I was a kid sitting around playing my guitar with no direction. I already loved to play, but when I jumped onstage at Antone's, I felt like I was part of something important. At 15, everyone wants to feel like they're part of something cool, but I felt like I was part of something cooler than anybody could ever imagine at my age.
It changed the way I thought about life and ended my search for acceptance, because I knew this was what I was supposed to do. Clifford Antone told me I'm okay, and Muddy Waters told him he's okay, and BB King told him he's cool, and Buddy Guy was like, "Cliff Antone's legit," and Jimmie Vaughan was like, "Cliff Antone is the guy." So when "the guy" told me that I was okay, I felt like I was going to be okay regardless of what my parents or my peers thought.
This was the greatest thing that ever happened to me in my life and from that day on, it changed the way I thought about what I was going to do with my life. It changed everything really. I was obsessed. I was there every night. I really wanted to be a part of this thing that Clifford Antone told me I was part of. I wanted to make him proud.
That's what Antone's means to me. When I came back home and I walked through the doors of Antone's, I walked in with two questions for myself: "Did I make Cliff proud?" and "Am I doing this for the right reasons?" Every time I walked in, I was like, "Yes I did. Yes I am," because I felt accepted.
It's legendary man! Albert King, Albert Collins, Freddie King – hearing stories about those guys playing and hanging out. It was the best gig anyone had ever seen.
I still walk down these streets in Austin, Texas, and people will come up to me and say, "You remind me of the time I saw such and such, and it was one of the greatest experiences I ever had. Thank you for continuing to carry on this tradition." At 15, I didn't understand that. At 30, I understand that and it's even more special.
AC: Does making Clifford Antone proud factor into your investment in Antone's?
GC: Definitely. The last time I saw him, I was playing onstage at Antone's at Fifth and Lavaca. He came up to me during the show. I was playing something off the beaten path. It wasn't really lowdown blues. It wasn't what he opened the club for. He came up to me during the set and said, "Hey man, play some Jimmy Reed," then walked off. That was last time I saw him.
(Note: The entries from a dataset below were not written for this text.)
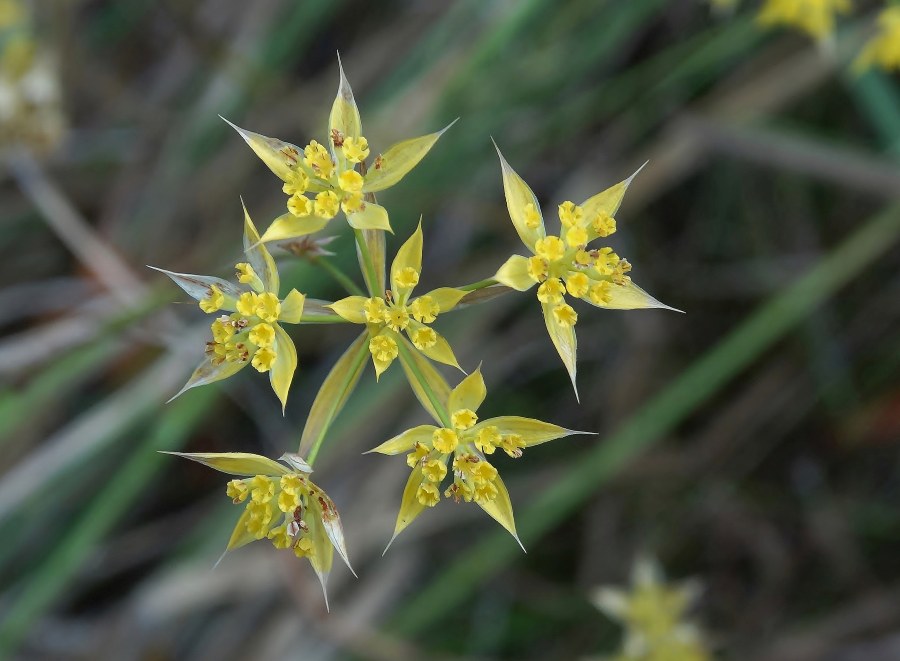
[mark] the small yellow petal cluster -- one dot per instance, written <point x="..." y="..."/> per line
<point x="654" y="616"/>
<point x="816" y="18"/>
<point x="281" y="509"/>
<point x="883" y="50"/>
<point x="564" y="264"/>
<point x="249" y="333"/>
<point x="342" y="183"/>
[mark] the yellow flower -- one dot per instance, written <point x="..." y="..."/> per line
<point x="388" y="317"/>
<point x="814" y="17"/>
<point x="431" y="451"/>
<point x="252" y="333"/>
<point x="286" y="507"/>
<point x="883" y="50"/>
<point x="331" y="169"/>
<point x="654" y="615"/>
<point x="564" y="263"/>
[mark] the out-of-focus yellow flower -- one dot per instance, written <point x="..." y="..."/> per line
<point x="883" y="50"/>
<point x="565" y="263"/>
<point x="31" y="111"/>
<point x="459" y="450"/>
<point x="322" y="179"/>
<point x="816" y="18"/>
<point x="282" y="505"/>
<point x="388" y="316"/>
<point x="251" y="334"/>
<point x="655" y="616"/>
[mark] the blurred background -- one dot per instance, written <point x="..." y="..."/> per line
<point x="750" y="444"/>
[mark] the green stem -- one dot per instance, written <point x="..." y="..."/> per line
<point x="368" y="265"/>
<point x="348" y="377"/>
<point x="322" y="319"/>
<point x="432" y="396"/>
<point x="481" y="284"/>
<point x="339" y="276"/>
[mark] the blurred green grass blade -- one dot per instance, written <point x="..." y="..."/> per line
<point x="40" y="591"/>
<point x="879" y="101"/>
<point x="770" y="323"/>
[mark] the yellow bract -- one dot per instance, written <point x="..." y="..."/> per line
<point x="251" y="334"/>
<point x="431" y="453"/>
<point x="282" y="505"/>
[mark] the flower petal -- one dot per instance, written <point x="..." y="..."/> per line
<point x="334" y="391"/>
<point x="409" y="256"/>
<point x="258" y="255"/>
<point x="372" y="217"/>
<point x="279" y="156"/>
<point x="500" y="509"/>
<point x="605" y="203"/>
<point x="514" y="274"/>
<point x="629" y="297"/>
<point x="415" y="364"/>
<point x="292" y="307"/>
<point x="351" y="309"/>
<point x="469" y="394"/>
<point x="399" y="159"/>
<point x="289" y="226"/>
<point x="331" y="521"/>
<point x="344" y="115"/>
<point x="563" y="338"/>
<point x="235" y="463"/>
<point x="533" y="432"/>
<point x="197" y="286"/>
<point x="518" y="196"/>
<point x="207" y="372"/>
<point x="285" y="364"/>
<point x="410" y="507"/>
<point x="406" y="441"/>
<point x="446" y="298"/>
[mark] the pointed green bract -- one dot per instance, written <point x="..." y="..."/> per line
<point x="406" y="441"/>
<point x="520" y="200"/>
<point x="344" y="116"/>
<point x="289" y="226"/>
<point x="292" y="307"/>
<point x="235" y="463"/>
<point x="280" y="157"/>
<point x="469" y="394"/>
<point x="333" y="394"/>
<point x="282" y="372"/>
<point x="398" y="160"/>
<point x="563" y="338"/>
<point x="514" y="274"/>
<point x="258" y="255"/>
<point x="500" y="509"/>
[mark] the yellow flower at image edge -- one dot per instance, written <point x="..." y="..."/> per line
<point x="323" y="179"/>
<point x="281" y="504"/>
<point x="459" y="451"/>
<point x="248" y="329"/>
<point x="817" y="18"/>
<point x="396" y="312"/>
<point x="883" y="50"/>
<point x="566" y="263"/>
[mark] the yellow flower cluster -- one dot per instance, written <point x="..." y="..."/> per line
<point x="654" y="616"/>
<point x="448" y="459"/>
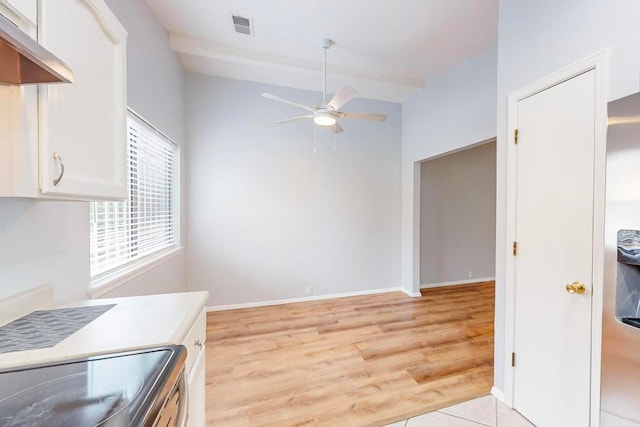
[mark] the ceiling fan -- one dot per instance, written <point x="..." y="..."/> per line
<point x="326" y="113"/>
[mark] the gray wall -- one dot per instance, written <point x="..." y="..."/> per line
<point x="536" y="39"/>
<point x="458" y="216"/>
<point x="267" y="216"/>
<point x="48" y="242"/>
<point x="455" y="110"/>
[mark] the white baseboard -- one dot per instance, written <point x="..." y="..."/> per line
<point x="411" y="293"/>
<point x="498" y="394"/>
<point x="302" y="299"/>
<point x="458" y="282"/>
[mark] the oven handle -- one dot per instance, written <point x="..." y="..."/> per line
<point x="183" y="410"/>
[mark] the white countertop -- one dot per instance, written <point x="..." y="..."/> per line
<point x="134" y="322"/>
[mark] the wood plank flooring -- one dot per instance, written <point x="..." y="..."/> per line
<point x="356" y="361"/>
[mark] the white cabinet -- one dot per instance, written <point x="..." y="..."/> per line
<point x="68" y="141"/>
<point x="195" y="369"/>
<point x="82" y="125"/>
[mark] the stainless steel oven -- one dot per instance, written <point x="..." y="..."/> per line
<point x="136" y="388"/>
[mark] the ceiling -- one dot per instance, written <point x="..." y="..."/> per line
<point x="384" y="48"/>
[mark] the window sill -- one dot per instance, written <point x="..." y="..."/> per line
<point x="110" y="281"/>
He's like, "Remember what I told you about Eddie Taylor? These people need to hear some Jimmy Reed." He was laughing, but at the same time it was serious and heavy and I listened to every word he said because I wouldn't be there if it weren't for him. So he walked off and I didn't play any Jimmy Reed and that was the last time I saw him.
After I heard he passed, I was like, "You know what? He was really telling me something." It wasn't just him wanting to hear some Jimmy Reed. It was him saying, "Hey man, this is important." For him to come up in the middle of my set and say, "Play Jimmy Reed," I know now that was more important than me just getting up here and trying to impress people with some guitar solos. This is a style of music that laid the foundation for everything.
He used to tell me that all the time. Eddie Taylor and Hubert Sumlin, these guys invented rock & roll. And James Cotton – no one can touch him. Pinetop Perkins, he was there. He's the dude.
I didn't understand this as a kid, but at 30 – running around and seeing all the things I've seen and going to these blues festivals where people talk about Antone's and the scene in Austin – it always comes back to this place and how special it was. It means everything to me.